Darussalam – Pesatnya kemajuan teknologi merambat di semua bagian kehidupan manusia termasuk dalam bidang informasi. Perkembangan teknologi khususnya dalam bidang informasi dan komunikasi membuat akses dan penyebaran informasi semakin cepat dan mudah. Namun, hal ini bagaikan pisau bermata dua. Ada banyak keuntungan yang kita dapatkan seperti kemudahan akses informasi dan menghemat waktu serta biaya. Namun di sisi lain, jika tidak dimanfaakan secara bijak bisa membawa dampak buruk misalnya kejahatan cyber, pornografi, renggangnya hubungan sosial di kehidupan nyata, hingga brainrot yang menjadi perbincangan hangat setahun belakangan.
Istilah brainrot telah menjadi perbincangan hangat di media sosial sejak tahun 2024 lalu yang dipopulerkan oleh Gen Z dan Gen Alpha. Brainrot juga dinobatkan oleh Oxford sebagai word of the year 2024 berdasarkan hasil pemungutan suara yang dilakukan oleh 37.000 orang selama dua minggu. Penobatan brainrot sebagai word of the year dianggap sebagai bentuk kekhawatiran masyarakat terhadap penggunaan media sosial secara berlebihan.
Brainrot sendiri, secara harfiah diartikan sebagai pembusukan otak. Namun, dalam konteks era digital, brainrot merujuk pada suatu kondisi terjadinya penurunan fungsi kognitif dan mental seseorang akibat konsumsi konten-konten yang berkualitas rendah secara berlebihan.
Untuk mengenali apakah kita mulai mengalami brainrot, ada beberapa gejala yang muncul dalam kehidupan sehari-hari. Gejala-gejala tersebut di antaranya adalah mudah lupa bahkan hal-hal sederhana, kesulitan berkonsentrasi, dan menurunnya attention span.
Penyebab utama brainrot adalah paparan informasi/konsumsi konten-konten online berkualitas rendah, tidak informatif, dan repetitif secara berlebihan. Beberapa faktor utama yang memicu brainrot adalah:
- Konsumsi konten-konten di media sosial secara berlebihan
Media sosial telah menjadi bagian tak terpisahkan dari kehidupan manusia khususnya anak dan remaja. Media sosial bisa menjadi wadah untuk menyebarkan ilmu pengetahuan dengan cara yang lebih menarik atau sekadar melepaskan stres. Namun jika tidak dibatasi, paparan informasi secara terus menerus tersebut akan mendatangkan dampak negatif terhadap manusia.

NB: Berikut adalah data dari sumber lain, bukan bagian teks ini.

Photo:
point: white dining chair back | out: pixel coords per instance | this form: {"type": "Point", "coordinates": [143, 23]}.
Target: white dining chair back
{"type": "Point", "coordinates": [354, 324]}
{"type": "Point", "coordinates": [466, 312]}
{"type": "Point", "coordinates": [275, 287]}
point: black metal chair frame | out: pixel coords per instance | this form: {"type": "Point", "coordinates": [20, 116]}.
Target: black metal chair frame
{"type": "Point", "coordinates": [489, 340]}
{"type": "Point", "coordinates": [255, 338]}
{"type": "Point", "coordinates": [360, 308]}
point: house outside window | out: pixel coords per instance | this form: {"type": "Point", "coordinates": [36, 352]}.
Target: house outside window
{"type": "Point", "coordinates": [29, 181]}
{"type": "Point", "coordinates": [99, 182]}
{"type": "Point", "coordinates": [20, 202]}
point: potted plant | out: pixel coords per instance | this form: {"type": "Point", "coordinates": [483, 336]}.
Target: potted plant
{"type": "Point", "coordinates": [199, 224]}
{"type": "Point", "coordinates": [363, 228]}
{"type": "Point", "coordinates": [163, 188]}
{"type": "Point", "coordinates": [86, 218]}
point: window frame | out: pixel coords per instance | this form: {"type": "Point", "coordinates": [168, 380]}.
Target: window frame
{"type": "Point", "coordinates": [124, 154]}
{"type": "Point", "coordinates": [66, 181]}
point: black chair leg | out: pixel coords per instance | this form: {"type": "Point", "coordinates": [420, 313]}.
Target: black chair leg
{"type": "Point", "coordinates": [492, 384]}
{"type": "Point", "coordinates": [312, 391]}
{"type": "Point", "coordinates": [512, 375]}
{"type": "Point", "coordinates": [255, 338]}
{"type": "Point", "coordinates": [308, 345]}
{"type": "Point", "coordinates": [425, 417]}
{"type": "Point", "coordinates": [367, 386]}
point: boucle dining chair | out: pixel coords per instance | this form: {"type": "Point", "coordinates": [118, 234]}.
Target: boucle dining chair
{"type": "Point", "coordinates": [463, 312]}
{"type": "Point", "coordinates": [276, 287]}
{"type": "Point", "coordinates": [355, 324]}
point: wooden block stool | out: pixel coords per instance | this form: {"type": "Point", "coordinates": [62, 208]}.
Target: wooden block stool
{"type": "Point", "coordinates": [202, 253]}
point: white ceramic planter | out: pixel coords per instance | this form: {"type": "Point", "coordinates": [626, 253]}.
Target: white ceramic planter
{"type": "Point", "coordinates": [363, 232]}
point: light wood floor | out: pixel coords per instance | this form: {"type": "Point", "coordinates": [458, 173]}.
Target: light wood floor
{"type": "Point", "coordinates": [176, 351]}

- Kurangnya akivitas fisik dan sosial
Berbagai penelitian telah membuktikan bahwa aktivitas fisik dan sosial berhubungan erat dengan kesehatan mental. Aktivitas fisik dapat berfungsi sebagai intervensi yang efektif untuk mengatasi masalah kesehatan mental, seperti depresi dan kecemasan.
Gejala-gejala tersebut, jika tidak dikenali dan segera diatasi, maka akan menimbulkan dampak yang lebih serius. Dampak-dampak tersebut di antaranya overstimulasi, stress parah, penurunan kemampuan pengambilan keputusan, dan penurunan kualitas tidur.
Untuk menghindari dampak-dampak buruk tersebut, ada beberapa hal yang bisa kita mulai biasakan yaitu dengan menggunakan sosial media dengan bijak, menyalurkan stres dengan sehat, dan melakukan digital detox.